Orpik is still capable of making that kind of mark seven years later, if he’s able to play. Now with the Capitals, the veteran defenseman missed the final three games of the first round with a suspected concussion, and his status for the start of the second-round series against the Penguins is up in the air.
Feeling “rusty” in his first time on the ice with teammates since a big hit from Philadelphia’s Ryan White on April 18, Orpik said on Tuesday he still has to “do some stuff with the doctors to make sure everything is going right” before getting cleared to play.
It’s difficult to overstate Orpik’s impact on the highly anticipated series between Alex Ovechkin and the Capitals, and his old teammates, Sidney Crosby and Evgeni Malkin.
“I think he’s our best D, obviously,” Ovechkin said. “It’s a huge key for us, especially against those guys like Sid and Geno. We have to make it tough on them. We have to play physical. We just have to dictate our game on them.”
At 6-foot-2 and 221 pounds, Orpik brings a physical element that’s hard to replace. He was a big piece of the Penguins’ Stanley Cup run in 2009 and along with former Pittsburgh teammate Matt Niskanen has been instrumental in making the Capitals’ defense championship-caliber.

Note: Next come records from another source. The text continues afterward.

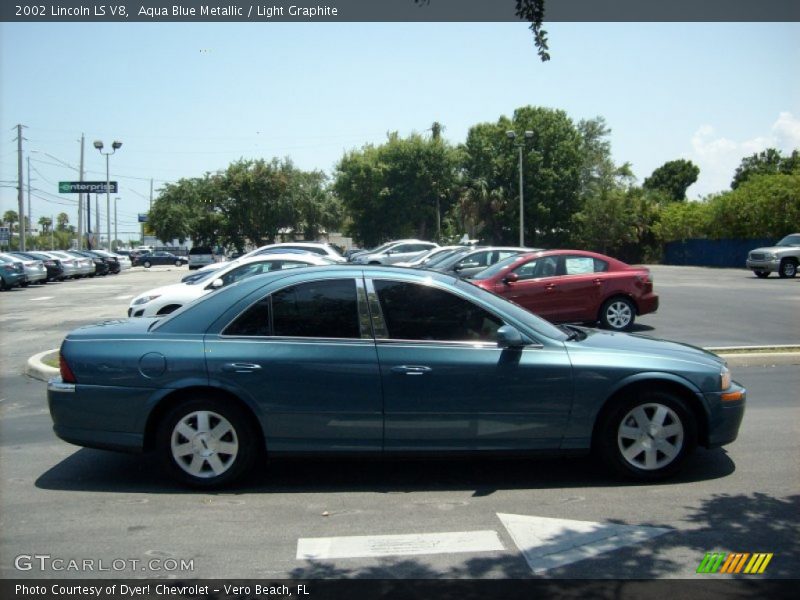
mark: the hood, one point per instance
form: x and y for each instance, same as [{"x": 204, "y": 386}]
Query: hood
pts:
[
  {"x": 641, "y": 344},
  {"x": 776, "y": 249}
]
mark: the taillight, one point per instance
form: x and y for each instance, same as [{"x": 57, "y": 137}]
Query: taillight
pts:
[{"x": 67, "y": 376}]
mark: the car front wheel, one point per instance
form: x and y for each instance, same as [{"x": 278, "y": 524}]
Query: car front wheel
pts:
[
  {"x": 617, "y": 314},
  {"x": 207, "y": 443},
  {"x": 649, "y": 436},
  {"x": 788, "y": 268}
]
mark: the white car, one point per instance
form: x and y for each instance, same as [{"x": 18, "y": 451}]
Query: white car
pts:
[
  {"x": 313, "y": 248},
  {"x": 318, "y": 248},
  {"x": 430, "y": 255},
  {"x": 168, "y": 298},
  {"x": 404, "y": 251}
]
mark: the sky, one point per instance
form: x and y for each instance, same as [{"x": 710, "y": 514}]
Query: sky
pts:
[{"x": 190, "y": 98}]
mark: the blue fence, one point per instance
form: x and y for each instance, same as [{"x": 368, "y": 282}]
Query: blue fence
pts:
[{"x": 711, "y": 253}]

“He brings a lot of good experience of knowing what it takes, being professional, his approach and on the ice – a battle-tested guy,” Niskanen said. “I come to do my thing: Defend well, positioning, stick positioning, skating, moving the puck efficiently and contributing in some different areas.”
The Capitals need strong play from their top four defensemen – Niksanen, Orpik, John Carlson and Karl Alzner – against the Penguins, who not only have Crosby and Malkin but offensively potent players like Phil Kessel, Patric Hornqvist and Carl Hagelin.
Alzner had a “maintenance day” Tuesday, coach Barry Trotz said, after a rough-and-tumble series against the Flyers.
Orpik’s presence was a positive sign eight days after he was leveled by White and appeared dazed as he was helped off the ice.
“It was just one of those ones I didn’t see it coming,” Orpik said. “If I saw it coming, nothing comes of it. I’ve been hit a lot harder than that and been fine.”
Trotz, who would obviously like to have Orpik in the lineup, said the 35-year-old is fine but also said he is day-to-day.
“He’s a big part of what we do,” Trotz said. “Primarily he’s a good defender and a warrior and a good penalty killer. There’s no question he can help us.”
Orpik is one of just three Capitals players with a Stanley Cup ring, along with forwards Justin Williams (three) and Mike Richards (two). By contrast, Pittsburgh still has five players left from its 2009 Cup team: Crosby, Malkin, forward Chris Kunitz, defenseman Kris Letang and goaltender Marc-Andre Fleury, who’s still working to return from his concussion.
There’s significantly more gray hair in Orpik’s still-burgeoning playoff beard than seven years ago, and his standing in the Capitals’ locker room is bigger than it was for the Penguins. Trotz said Orpik is the “father figure” to younger players, and the alternate captain has immense respect from his teammates.
“Brooks is a team-leader guy and he’s got lots of experience in the playoffs and he knows the people around the league,” said center Evgeny Kuznetsov, whose stall is next to Orpik’s. “It’s always nice to have him in the locker room and on ice, too.”
The Capitals can survive without Orpik but face a tougher challenge if he’s not in the lineup.
“He’s an important player for us,” Niskanen said. “Brooks is a good player. It’s not a secret what his attributes are, and he brings a lot to the team.”